Extract data: A comprehensive PRO guide
PRO Server offers flexible extraction constructs to extract data or fields from both emails AND/OR attachments.
This post will explore how you can setup the PRO Server to extract data using the extraction wizard (Option-1) or using regular expressions (Option-2).
Use the Global Filters tab to extract data
First off, to extract data you MUST use the Global Filters tab. This allows you to create one or more rule filters that will then be used for extraction.
Each rule is run for EVERY attachment (any type, converted to text before extraction occurs) or email body (saved as .eml or .txt/.html).
In a rule, you can specify what to look for in the email (like matching From, To, Subject etc.) and then parameters to extract one or more data into fields as will be explained below.
FIELDS: Extract data into fields {..}
Fields are what you as a user can create in the Rule that then can be used in various actions.
Extracting data in the PRO Server is performed by first specifying a field name and then providing various parameters in the Rule configuration such as:
- WHAT to extract by specifying what comes before or after the piece of data you want to extract
- HOW to extract it by specifying whether to remove whitespaces or convert it into a number etc. as will be shown
- Specifying a unique FIELD NAME (between {}) where the extracted data will be “stored”. For example: {ORDER_ID}.

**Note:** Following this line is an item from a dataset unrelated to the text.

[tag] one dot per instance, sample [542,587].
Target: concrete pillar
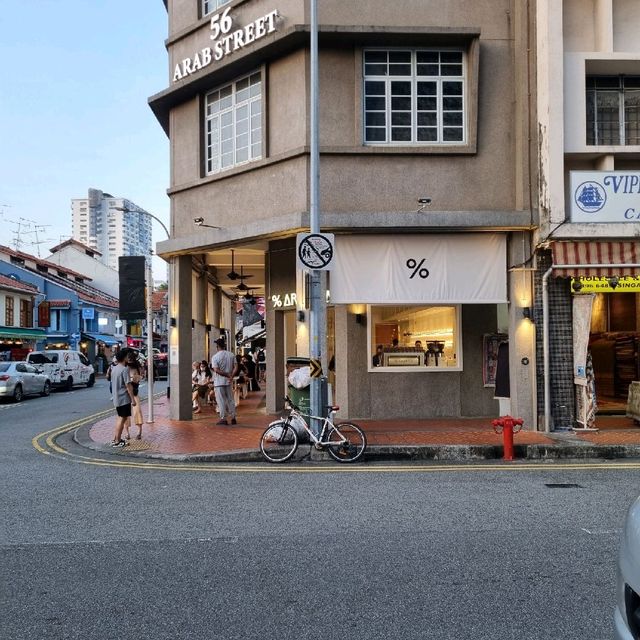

FIRST: Specify the matching filters
The very FIRST STEP in extraction is to create or edit a rule in the Global Filters tab and then specify the Filters that helps narrow down the type of email we want to extract data from.
In there you MUST specify the specific email filters to select the kinds of emails you are looking to extract data out of.
As shown above we’ve used a matching Subject and a From that matches a certain address.
SECOND: Two ways to extract data in a rule…
There are two ways to extract data inside of a rule as will be explained below.
When you create or edit a rule in the Global Filters tab, you can start out by specifying Filters and then have two ways to perform extraction as shown in the below screenshot.
- Filter extraction with wizard (recommended)
- Filter extraction with regular expression
We will explore each option in this post below.
Option-1: Filter extraction with wizard
Create a new extraction by selecting
Add -> Extractions -> Field extraction with wizard
as was shown earlier.
You now have the option to name your field. A random name has been automatically selected, feel free to change this to something more meaningful.
For the purposes of this tutorial we will use {ORDER_ID}. The field name MUST be within braces {}. Then select the Source from the dropdown option as to where you want to extract data from.
NOTE: This dropdown does not include the attachment itself, we will cover this later below.
We will choose the EMAIL_SUBJECT as the source for this tutorial.
Click on the Extraction wizard button and follow these steps:
- Copy Sample Text: Once the dialog opens, lets start off by copying some text that may be a sample “Subject” of the email into the Test data area.
- Search tab: Specify here the text that may PRECEDE the actual data we want to extract. In our test data, we have Invoice # as a good prefix. So let’s use that.
PRO TIP
Latest builds now support .NET regular expressions in the following fields:– Search raw text field
– Followed by (optional)This allows you to specify more than one search term, for example, specifying (Invoices|Receipts) in this text including parentheses will search for Invoices or Receipts as the text to search until before extracting data after it.
- Extract tab: Since what follows after the invoice is a ‘-‘ hyphen, we will choose the Until any of these option and then specify the hyphen as the character to stop extracting data as shown below. You can also see that the test data now highlights the invoice number.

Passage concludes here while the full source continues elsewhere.